Dans cette "longère" vitrée qu'est l'Orangerie de Bagatelle et dans laquelle la moindre note de piano est restituée avec une rare dureté, par plus de 30 degrés à l'ombre, Racha Arodaky entame son programme à bras le corps avec deux suites de GF Haendel (Suite N°5 en mi mineur HWV 438, Suite N°8 en fa mineur HWV 433). Ces suites sont tirées du superbe disque qu'elle a enregistré et sorti fin 2009 sous son propre label Air Note, et dont j'ai parlé à plusieurs reprises (cf. note du 28 septembre 2009).

Arodaky Racha 20091121
Racha Arodaky dépasse les conditions particulièrement difficiles dans lesquelles elle joue son récital en nous proposant son jeu coloré, sensuel avec un toucher délicat. Comme dans son disque, elle nous permet d'entrer dans la richesse du contrepoint de ces superbes compositions de GF Haendel avec toutes les nuances que le piano moderne permet de restituer.

Elle enchaîne ensuite avec un programme délicat dont l'accès n'est pas des plus immédiat pour l'auditeur : Les chants de l'aube de Robert Schumann.
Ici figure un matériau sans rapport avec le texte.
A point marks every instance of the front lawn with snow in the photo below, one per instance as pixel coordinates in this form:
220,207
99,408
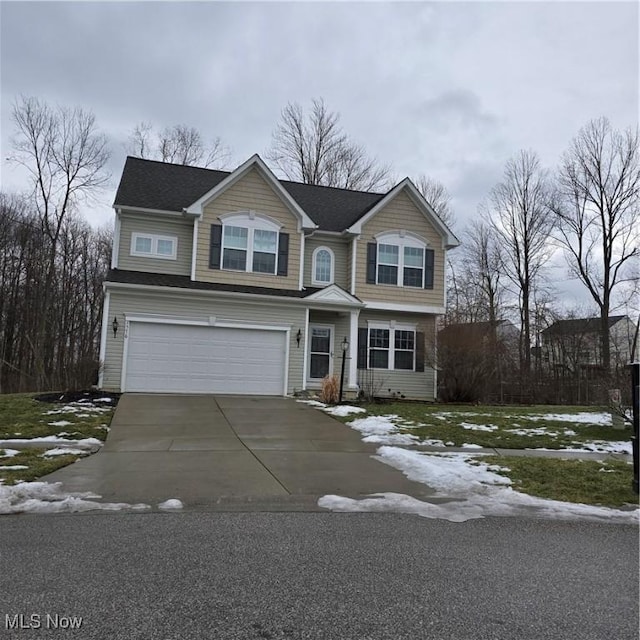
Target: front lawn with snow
545,485
512,427
36,438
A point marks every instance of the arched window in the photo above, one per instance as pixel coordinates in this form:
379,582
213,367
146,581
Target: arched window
322,266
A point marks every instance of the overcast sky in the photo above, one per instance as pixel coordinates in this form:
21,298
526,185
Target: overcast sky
448,89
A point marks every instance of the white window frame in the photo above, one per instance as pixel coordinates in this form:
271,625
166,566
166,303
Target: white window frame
314,279
154,246
252,221
392,327
401,239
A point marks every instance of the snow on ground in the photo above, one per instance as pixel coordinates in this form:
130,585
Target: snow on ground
474,491
478,427
61,423
75,407
343,410
312,403
171,505
381,430
44,497
585,417
64,452
84,443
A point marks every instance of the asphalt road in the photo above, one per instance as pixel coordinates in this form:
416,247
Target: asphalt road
328,576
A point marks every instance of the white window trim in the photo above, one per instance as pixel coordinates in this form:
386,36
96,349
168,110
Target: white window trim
392,327
401,239
154,246
331,280
251,221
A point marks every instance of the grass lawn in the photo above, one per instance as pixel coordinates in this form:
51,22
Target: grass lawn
588,482
23,417
507,427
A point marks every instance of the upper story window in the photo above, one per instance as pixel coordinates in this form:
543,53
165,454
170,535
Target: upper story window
250,242
149,245
322,266
401,259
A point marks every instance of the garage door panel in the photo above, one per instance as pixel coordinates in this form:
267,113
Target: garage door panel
186,358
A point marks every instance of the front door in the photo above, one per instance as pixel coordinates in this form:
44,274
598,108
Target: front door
320,351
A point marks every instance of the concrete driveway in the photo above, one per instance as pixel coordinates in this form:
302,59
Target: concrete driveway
230,452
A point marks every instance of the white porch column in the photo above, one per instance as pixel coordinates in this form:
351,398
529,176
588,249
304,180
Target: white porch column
352,378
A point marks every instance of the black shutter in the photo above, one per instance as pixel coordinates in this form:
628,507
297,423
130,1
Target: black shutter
215,246
372,256
428,271
283,254
363,336
419,351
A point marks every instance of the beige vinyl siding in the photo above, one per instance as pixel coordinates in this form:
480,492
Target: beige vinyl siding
200,307
400,213
414,385
251,193
340,248
340,324
156,225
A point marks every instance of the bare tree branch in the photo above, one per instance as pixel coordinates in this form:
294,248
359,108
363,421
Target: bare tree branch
315,150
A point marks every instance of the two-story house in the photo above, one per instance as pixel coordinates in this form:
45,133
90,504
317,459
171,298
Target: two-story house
241,283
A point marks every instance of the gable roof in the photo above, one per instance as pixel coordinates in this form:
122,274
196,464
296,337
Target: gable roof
149,184
577,326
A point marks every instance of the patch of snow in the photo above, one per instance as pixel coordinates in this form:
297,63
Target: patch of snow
312,403
534,431
584,417
472,487
343,410
61,423
171,504
64,452
44,497
84,443
478,427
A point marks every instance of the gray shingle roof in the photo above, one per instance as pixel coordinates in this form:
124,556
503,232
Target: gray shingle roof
149,184
184,282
Elle déroule la trame narrative des cinq mouvements de cette forme singulière, nous révélant avec une finesse certaine les différents tourments transcrits par le compositeur.

Deux Nocturnes de Frédéric Chopin viennent apporter la touche aérienne et poétique que l'on attendait après la sensation de confinement que restituait la pièce de Schumann : le Nocturne en fa majeur opus 15 N°1 et le superbe Nocturne en fa dièse mineur, andantino, opus 48 N°2, particulièrement bien interprété. Lors de ce nocturne, le silence de la salle, d'ailleurs bien remplie, était particulièrement marqué, traduisant cette attention, ce temps suspendu que l'on recherche dans tout concert.
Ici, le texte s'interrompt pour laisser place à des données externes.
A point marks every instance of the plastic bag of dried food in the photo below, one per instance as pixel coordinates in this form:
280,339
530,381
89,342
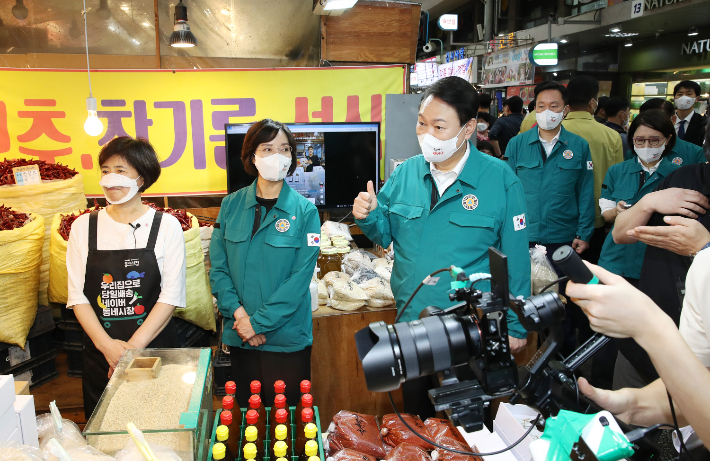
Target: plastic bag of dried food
346,296
541,271
322,293
361,276
445,455
408,452
357,432
443,428
132,453
385,272
13,451
394,432
350,455
356,260
68,435
331,277
378,291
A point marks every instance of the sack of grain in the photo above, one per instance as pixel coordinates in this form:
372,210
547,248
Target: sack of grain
346,296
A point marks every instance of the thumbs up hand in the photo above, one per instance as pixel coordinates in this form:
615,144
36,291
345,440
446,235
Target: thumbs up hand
365,202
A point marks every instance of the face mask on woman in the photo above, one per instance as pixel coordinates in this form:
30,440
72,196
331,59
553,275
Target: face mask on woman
435,150
274,167
119,180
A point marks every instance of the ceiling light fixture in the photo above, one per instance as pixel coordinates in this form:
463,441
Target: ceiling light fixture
93,125
339,4
20,10
181,36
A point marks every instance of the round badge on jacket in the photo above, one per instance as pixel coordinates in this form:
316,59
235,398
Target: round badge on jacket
282,225
470,202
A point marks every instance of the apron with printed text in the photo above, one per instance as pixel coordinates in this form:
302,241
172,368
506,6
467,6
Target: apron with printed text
122,287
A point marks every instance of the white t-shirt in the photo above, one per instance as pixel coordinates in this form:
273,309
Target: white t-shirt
111,235
696,308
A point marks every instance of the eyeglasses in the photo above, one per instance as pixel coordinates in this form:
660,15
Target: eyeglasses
653,142
267,151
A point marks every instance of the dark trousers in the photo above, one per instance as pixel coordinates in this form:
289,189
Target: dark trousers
268,367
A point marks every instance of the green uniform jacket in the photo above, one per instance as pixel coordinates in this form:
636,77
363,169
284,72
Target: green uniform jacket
559,192
482,209
683,153
269,274
622,183
605,145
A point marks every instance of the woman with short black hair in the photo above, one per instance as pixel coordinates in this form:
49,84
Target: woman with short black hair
263,253
651,137
126,267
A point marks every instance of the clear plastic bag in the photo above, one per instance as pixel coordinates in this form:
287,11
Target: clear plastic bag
68,436
132,453
13,451
541,271
357,260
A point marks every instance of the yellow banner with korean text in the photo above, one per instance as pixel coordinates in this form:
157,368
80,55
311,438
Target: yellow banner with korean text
181,112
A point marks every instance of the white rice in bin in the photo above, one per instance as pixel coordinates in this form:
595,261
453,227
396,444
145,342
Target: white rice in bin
150,404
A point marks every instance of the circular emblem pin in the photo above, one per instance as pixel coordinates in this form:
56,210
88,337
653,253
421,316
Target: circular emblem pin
470,202
282,225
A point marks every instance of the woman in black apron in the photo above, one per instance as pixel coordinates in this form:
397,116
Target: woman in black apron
129,305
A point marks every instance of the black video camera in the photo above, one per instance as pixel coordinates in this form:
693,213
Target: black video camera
467,344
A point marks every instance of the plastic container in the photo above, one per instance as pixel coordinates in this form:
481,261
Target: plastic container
328,261
267,441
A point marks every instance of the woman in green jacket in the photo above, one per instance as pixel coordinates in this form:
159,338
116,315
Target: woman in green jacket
263,253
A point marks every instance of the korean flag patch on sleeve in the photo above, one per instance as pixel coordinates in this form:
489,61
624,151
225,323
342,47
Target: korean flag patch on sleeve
313,240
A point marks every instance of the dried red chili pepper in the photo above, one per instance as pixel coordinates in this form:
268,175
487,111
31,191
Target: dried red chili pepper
47,171
10,219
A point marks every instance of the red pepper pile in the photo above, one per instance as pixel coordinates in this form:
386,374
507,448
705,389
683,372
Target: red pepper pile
68,220
47,171
10,219
181,215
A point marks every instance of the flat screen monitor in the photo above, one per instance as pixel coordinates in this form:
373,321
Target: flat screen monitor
335,161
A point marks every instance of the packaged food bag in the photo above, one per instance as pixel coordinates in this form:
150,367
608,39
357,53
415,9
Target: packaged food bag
357,432
541,271
20,265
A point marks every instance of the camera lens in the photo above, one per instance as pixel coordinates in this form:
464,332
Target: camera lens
393,354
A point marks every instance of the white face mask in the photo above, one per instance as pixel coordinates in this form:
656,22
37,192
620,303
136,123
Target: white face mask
549,120
435,150
274,167
650,154
119,180
684,102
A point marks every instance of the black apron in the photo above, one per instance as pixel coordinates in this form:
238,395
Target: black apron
122,287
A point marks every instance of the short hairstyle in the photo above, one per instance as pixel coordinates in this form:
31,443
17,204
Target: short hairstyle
487,117
658,104
139,154
484,100
582,89
480,145
259,133
457,93
515,104
689,85
601,104
657,120
615,105
544,86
Racha Arodaky termine avec trois Mazurkas opus 59 (en la mineur, Moderato, en la bémol majeur, Allegretto, en fa dièse, Vivace), non sans mérite, compte tenu du contraste formel qu'elles représentaient par rapport aux Nocturnes précédents.

Le public conquis a demandé un rappel qui s'est traduit par deux bis, dont un consacré au superbe et méditatif Menuet en sol mineur extrait de la suite N°1 HWV 434 cahier N°2 de GF Haendel. Lors de l'exécution de ce bis, une femme une rangée avant moi, les yeux fermés, se délectait de retrouver cet air familier en dodelinant de la tête sur les cadences de ce Menuet. Il fait certainement partie des nombreux mélomanes charmés par la beauté du toucher et la délicatesse de jeu de Racha Arodaky.

Je vous propose ce lien vers la chaîne youtube de la pianiste où cette dernière évoque Haendel après l'interprétation de ce menuet d'introduction.

Très beau concert d'une interprète dont on ne soulignera jamais assez le talent et qui s'est affranchie avec classe d'une température suffocante et d'une acoustique malheureuse.